Da qui, stride pensare al violino e allo sgabello con cui Pang – secondo le ricostruzioni sul luogo del delitto, nel negozio di abbigliamento in via San Luca nel centro di Viterbo – ha ucciso il commerciante; contrasta la melodia dello strumento musicale simbolo di raffinatezza e gentilezza con il suono sordo e brutale di uno sgabello che colpisce le carni e le tempie di un ultrasettantenne; abbaglia fissare il nero della morte con il bianco della musica del violino. Insomma, a qualche cronista che ha ascoltato le parole del legale difensore di Pang, sono balenate le immagini dei mille film su dr Jekyll che si trasforma in mr Hide. E viceversa. In un viaggio dell’horror dal paradiso all’inferno e ritorno.

E allora, cosa mai avrà potuto spingere un mite ragazzo (che ha lavorato sodo negli Usa per venire in provincia di Viterbo e voler diventare un imprenditore della ristorazione) a trasformarsi in un sanguinario assassino? Possibile che qualche centinaio di euro in jeans e felpe sia la molla (logica) che faccia scattare il raptus? Possibile che qualche intoppo alla carta di credito o di debito abbia dato il la (nota musicale) a uno degli omicidi più cruenti che si siano mai visti a Viterbo? C’è, forse, qualcosa di enigmatico che ha spento la luce dentro al ragazzo, per tramutarla in energia nera? È stato inghiottito da un buco nero?
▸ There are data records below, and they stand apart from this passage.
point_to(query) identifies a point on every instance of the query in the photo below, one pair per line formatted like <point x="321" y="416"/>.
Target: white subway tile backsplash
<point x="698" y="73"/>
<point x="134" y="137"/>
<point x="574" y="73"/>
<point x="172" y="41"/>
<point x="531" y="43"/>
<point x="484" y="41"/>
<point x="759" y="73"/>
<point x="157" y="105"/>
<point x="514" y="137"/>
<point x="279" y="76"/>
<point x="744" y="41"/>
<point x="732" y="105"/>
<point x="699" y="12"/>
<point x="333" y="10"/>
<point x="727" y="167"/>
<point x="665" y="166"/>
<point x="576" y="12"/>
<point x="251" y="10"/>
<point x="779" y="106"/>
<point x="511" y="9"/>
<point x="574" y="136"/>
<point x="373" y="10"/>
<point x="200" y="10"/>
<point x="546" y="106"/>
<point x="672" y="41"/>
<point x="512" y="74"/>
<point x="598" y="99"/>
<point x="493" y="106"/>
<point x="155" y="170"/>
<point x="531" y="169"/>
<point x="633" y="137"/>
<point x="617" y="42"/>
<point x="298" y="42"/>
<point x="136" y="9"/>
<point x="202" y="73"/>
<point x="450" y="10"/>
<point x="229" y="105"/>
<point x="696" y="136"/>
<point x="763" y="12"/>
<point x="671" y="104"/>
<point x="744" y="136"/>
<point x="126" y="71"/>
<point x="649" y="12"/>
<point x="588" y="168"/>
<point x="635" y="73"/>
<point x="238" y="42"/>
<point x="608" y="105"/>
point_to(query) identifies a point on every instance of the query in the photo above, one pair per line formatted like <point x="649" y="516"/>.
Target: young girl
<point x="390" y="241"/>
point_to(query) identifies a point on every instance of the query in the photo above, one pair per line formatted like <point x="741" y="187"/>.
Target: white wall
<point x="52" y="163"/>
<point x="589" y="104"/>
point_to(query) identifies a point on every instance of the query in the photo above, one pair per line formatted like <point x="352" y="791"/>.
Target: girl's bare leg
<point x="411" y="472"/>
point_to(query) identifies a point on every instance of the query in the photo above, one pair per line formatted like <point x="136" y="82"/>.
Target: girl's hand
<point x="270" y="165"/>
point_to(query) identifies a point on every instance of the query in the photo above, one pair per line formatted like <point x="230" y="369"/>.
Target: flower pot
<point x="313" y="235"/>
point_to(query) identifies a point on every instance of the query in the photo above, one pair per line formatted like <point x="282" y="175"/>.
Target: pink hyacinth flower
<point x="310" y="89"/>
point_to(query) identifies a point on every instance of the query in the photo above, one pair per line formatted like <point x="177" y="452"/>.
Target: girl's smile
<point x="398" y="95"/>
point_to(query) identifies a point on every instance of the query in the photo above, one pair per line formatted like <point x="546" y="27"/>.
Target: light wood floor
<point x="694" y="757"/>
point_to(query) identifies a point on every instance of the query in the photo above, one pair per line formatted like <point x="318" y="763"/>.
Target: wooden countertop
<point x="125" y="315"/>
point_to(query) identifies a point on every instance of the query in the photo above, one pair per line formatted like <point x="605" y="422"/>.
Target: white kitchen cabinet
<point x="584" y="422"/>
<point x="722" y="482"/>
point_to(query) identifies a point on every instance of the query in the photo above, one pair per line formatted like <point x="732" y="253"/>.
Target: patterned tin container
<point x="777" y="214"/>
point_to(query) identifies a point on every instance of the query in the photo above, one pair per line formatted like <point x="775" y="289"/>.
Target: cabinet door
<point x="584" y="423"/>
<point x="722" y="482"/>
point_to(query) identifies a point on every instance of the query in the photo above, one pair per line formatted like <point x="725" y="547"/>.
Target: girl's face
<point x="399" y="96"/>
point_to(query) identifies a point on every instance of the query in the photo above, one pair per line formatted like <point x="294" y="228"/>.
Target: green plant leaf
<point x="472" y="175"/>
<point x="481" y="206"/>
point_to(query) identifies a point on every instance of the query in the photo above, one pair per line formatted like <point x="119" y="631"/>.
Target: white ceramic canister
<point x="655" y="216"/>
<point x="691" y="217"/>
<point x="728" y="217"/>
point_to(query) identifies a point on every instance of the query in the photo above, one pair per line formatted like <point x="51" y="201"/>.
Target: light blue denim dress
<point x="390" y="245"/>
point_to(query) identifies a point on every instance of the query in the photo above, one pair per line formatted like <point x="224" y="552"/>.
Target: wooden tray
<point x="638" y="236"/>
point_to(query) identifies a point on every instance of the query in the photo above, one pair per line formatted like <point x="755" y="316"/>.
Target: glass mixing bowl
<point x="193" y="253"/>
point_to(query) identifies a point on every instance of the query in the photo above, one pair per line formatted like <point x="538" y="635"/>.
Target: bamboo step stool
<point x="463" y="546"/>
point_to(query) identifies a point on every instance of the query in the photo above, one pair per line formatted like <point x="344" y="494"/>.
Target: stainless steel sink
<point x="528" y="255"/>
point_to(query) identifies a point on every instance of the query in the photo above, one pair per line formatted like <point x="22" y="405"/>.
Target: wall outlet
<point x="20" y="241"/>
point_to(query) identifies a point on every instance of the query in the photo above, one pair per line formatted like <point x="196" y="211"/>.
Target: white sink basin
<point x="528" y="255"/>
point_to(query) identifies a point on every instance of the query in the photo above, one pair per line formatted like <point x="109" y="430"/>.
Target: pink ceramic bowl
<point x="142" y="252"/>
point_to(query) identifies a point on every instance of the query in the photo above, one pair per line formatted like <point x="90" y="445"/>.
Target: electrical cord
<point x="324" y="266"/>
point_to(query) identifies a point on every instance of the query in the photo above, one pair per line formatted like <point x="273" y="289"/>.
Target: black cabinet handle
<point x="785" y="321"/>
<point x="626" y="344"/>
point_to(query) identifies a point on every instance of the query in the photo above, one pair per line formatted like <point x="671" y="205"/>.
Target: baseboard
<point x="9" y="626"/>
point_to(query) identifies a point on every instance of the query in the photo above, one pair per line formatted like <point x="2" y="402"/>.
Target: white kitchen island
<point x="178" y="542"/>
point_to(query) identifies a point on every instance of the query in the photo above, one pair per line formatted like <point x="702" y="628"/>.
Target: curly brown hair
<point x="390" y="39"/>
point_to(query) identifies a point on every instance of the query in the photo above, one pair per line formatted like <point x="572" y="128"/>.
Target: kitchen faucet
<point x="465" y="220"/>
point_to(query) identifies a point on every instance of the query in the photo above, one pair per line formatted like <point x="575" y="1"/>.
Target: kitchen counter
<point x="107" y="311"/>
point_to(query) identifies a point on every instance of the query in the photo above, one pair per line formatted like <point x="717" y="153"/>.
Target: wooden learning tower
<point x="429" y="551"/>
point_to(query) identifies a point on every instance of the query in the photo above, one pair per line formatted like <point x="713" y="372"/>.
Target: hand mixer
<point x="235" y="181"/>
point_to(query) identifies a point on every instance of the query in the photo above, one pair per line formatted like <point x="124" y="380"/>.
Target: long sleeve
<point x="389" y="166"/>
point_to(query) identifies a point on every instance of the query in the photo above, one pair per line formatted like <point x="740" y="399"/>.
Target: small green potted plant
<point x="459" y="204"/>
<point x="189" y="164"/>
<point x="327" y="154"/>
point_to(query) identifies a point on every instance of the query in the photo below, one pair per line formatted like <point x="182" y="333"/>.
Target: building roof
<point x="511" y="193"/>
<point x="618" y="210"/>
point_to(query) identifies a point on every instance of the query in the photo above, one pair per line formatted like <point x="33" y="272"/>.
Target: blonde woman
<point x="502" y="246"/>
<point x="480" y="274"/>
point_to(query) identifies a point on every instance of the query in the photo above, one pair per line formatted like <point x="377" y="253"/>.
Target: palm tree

Intanto, e qui si esce dal romanzo giallo e si torna alla cronaca, gli avvocati delle due parti fanno sapere che c’è uno stallo nel flusso di informazioni che arrivano dalla procura: “Purtroppo in questa fase noi non possiamo avere consapevolezze precise in merito alla attività che la procura sta portando avanti – dice il legale della famiglia Fedeli, l’avvocato Fausto Barili -. Quindi al momento non ci sono ulteriori elementi noti”. Mentre l’avvocato Sicilia, in merito alle indagini della guardia di finanza sui movimenti di soldi di Pang, taglia corto: “Ancora non si sa nulla”.

In ogni modo, le fiamme gialle stanno mettendo sotto la loro lente di ingrandimento i propositi imprenditoriali dell’accusato. Pang, infatti, avrebbe messo da parte un bel gruzzoletto per aprire un ristorante a Vetralla, insieme a un socio che sta nel settore da tempo. Ma sembra che quel tesoretto (c’è chi dice 20mila euro, chi di più) sia sparito. Quindi, i risparmi e i consumi dell’assassino di Fedeli sono al vaglio dei finanzieri. Da qui potrebbe venir fuori qualche elemento che potrebbe far luce sul movente, rispetto al quale la difesa del giovane ha sempre detto non essere la rapina.